It’s the Interviewers! New developments in interviewer effects research 3 |
|
Chair | Dr Salima Douhou (City University of London, CCSS ) |
Coordinator 1 | Professor Gabriele Durrant (University of Southampton) |
Coordinator 2 | Dr Olga Maslovskaya (University of Southampton) |
Coordinator 3 | Dr Kathrin Thomas (City University of London, CCSS) |
Coordinator 4 | Mr Joel Williams (TNS BMRB) |
In order to guarantee highly standardized settings in large-scale educational assessments, test administrators are intensively trained. However, in the field some test administrators do not precisely adhere to these testing protocols and deviate from the standardized practice. As a result, different interviewer behaviour can introduce a systematic bias in large-scale assessments of competences. Therefore, it was tested if systematic test administrator effects could be identified for the measurement of mathematic abilities in the adult cohort of the German National Educational Panel Study. Furthermore, the variance in ability estimates introduced by different test administrators was disentangled from the variance attributable to different geographical areas. Due to the use of sampling points, used in absence of a nation-wide population register, greater homogeneity in ability estimates can exist within the regional clusters as compared to homogeneity between clusters.

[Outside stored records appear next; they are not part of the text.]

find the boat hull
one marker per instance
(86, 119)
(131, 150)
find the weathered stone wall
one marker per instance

The sample consists of 5,220 respondents in the age of 24 to 67 years that lived in 466 area clusters and were interviewed by 207 different interviewers. On average, each interviewer administered the competence test to 25.2 test takers and 11.2 persons lived in each cluster. The 21 Items for mathematic competence were administered to respondents in year 2010 and 2011 by paper and pencil mode. The competence tests took place before the computer assisted personal interviews and both were normally held at the respondent’s home.
Because interviewer effects were expected to be statistically confounded with effects at the area level, cross-classified multilevel analyses with the use of Markov Chain Monte Carlo (MCMC) procedures were conducted to disentangle both sources of variance. It was found for the estimation of adult mathematic achievement, that 9.5 percent of the observed variance in mathematical competence is attributable to interviewers and 0.5 percent to geographical areas. Even though the variance in competence measures traceable to interviewer presence was rather high, none of the investigated interviewer characteristics (gender, age, education and work experience) was found to be significantly related to ability measures of respondents. Thus, socio-demographic differences were unable to identify interviewers with aberrant test administration behaviours.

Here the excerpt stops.